A recent study commissioned by the AARP Fraud Watch Network found that “older people who are active investors and who prefer unregulated investments may be more susceptible to investment fraud.” The study was carried out by reaching out to “200 known victims of investment fraud” for telephone interviews, as well as conducting “800 interviews with members of the investing public.” So why are older people more susceptible to investment fraud? What’s changed in recent years? The answer is two-fold. For one, due to the decline in traditional pensions, people are investing money on their own more often than in past generations. Technology is also to blame because it “makes it easier for scam artists to reach larger numbers of people, by telephone or email.”

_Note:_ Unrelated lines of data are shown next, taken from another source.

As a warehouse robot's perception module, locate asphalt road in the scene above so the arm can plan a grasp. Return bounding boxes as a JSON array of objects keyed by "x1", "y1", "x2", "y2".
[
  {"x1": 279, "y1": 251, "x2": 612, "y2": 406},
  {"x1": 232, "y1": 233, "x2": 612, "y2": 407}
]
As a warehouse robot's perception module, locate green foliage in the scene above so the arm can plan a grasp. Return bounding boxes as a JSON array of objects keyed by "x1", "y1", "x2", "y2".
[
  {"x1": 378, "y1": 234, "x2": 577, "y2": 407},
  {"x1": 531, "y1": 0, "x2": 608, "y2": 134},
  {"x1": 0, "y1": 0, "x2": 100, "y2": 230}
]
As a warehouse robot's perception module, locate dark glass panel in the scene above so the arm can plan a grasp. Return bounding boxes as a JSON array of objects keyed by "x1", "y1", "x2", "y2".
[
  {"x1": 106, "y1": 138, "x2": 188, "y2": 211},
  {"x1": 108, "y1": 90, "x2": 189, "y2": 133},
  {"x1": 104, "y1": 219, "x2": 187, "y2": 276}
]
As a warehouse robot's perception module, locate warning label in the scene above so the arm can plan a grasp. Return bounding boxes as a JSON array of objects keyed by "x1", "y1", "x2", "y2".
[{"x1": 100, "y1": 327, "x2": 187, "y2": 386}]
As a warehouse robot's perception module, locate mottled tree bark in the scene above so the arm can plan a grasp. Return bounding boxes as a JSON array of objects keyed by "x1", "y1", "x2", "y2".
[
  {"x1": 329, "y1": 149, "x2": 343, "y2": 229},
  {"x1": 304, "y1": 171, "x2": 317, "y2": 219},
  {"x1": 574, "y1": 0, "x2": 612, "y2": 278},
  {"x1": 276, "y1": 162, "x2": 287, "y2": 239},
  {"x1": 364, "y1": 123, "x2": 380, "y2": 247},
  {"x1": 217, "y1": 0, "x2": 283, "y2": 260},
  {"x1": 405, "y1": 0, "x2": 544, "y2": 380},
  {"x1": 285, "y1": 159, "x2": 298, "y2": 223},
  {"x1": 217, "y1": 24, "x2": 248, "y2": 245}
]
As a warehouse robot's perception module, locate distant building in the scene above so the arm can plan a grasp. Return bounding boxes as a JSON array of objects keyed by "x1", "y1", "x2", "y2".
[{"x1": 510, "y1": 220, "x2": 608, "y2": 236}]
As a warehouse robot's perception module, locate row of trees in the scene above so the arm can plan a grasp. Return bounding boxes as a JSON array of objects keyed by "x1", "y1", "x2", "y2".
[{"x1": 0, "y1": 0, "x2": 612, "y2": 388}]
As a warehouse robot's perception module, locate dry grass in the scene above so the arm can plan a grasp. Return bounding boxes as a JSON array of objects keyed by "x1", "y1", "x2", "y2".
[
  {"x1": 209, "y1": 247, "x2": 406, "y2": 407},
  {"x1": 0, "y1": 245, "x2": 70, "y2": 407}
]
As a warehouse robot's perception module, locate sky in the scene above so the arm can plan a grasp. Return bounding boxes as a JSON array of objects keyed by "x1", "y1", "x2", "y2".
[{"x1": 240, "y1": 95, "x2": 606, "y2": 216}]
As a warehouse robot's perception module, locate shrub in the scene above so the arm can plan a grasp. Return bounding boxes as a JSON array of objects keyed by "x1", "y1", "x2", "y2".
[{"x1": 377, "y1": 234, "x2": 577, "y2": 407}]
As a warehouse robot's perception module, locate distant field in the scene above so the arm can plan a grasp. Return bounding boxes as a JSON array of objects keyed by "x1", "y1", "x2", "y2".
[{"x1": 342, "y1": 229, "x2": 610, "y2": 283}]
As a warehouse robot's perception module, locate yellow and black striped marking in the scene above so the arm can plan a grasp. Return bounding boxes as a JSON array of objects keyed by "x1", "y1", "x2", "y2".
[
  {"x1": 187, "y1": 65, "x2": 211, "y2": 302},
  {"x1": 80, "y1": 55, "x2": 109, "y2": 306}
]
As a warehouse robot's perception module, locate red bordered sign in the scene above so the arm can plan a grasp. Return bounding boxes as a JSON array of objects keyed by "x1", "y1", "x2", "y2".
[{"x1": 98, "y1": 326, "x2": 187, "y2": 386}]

But certainly not everyone from the older generation is susceptible to investment fraud. The report wanted to pinpoint the exact traits to help “explain why some people are more susceptible to investment fraud” in order to devise strategies to prevent it in the future. According to Doug Shadel, lead researcher for the AARP Fraud Watch Network, the study found that “victims were more likely to be men 70 or older, and they tended to be risk takers.” He added, “about half of fraud victims agreed that they did not mind taking chances with their money, as long as there’s a chance it might pay off.” Additionally, “nearly half of fraud victims, compared with less than a third of general investors, agreed that the most profitable financial returns are often found in investments that are not regulated by the government.”
The report also found that victims were “more likely to report valuing wealth accumulation as a measure of success in life and being open to sales pitches.” Other investment fraud victim traits the report found included receiving frequent targeted “phone calls and emails from brokers” and victims were “more likely than general investors to respond to remote sales pitches, including those delivered in television commercials.”
So how often are the elderly being targeted for investment fraud, and why do so many fall for it? Just how much money are people losing each year? For starters, the Consumer Financial Protection Bureau claims that about 17% of “Americans 65 and older report being the victim of financial exploitation.” Some believe the reason why so many older Americans fall victim to investment fraud is because of “mild cognitive impairment, a condition that can be a precursor to dementia and can diminish an older person’s ability to make financial decisions.” As a result, financial losses among elderly investment fraud victims is estimated to be billions of dollars each year!
But what do investment fraud scams look like? Are there ways to protect against them? A good rule of thumb to live by is, if it sounds too good to be true, it probably is. Unfortunately, people are falling for scams that sound fake or hard to believe at first, like “gold investing, real estate schemes, and even one involving leases on A.T.M.s,” but Shadel says victims often end up being persuaded in some way, sometimes “because of word of mouth from friends or family.”
To avoid falling victim to investment fraud, it’s important to recognize if you have “a predisposition toward risky behavior, like being open to pitches.” According to Shadel, another way to protect against investment fraud is “to deal only with regulated brokers and investments, and to ask and check.” What is “ask and check?” It’s simple. “If you get a call from a broker, ask if he or she is registered with state and federal securities regulators.” If they respond “yes,” follow up and check to see if it’s true by checking the “broker’s background though Finra, the Financial Industry Regulatory Authority” at www.finra.org, or by “calling 800-289-9999.”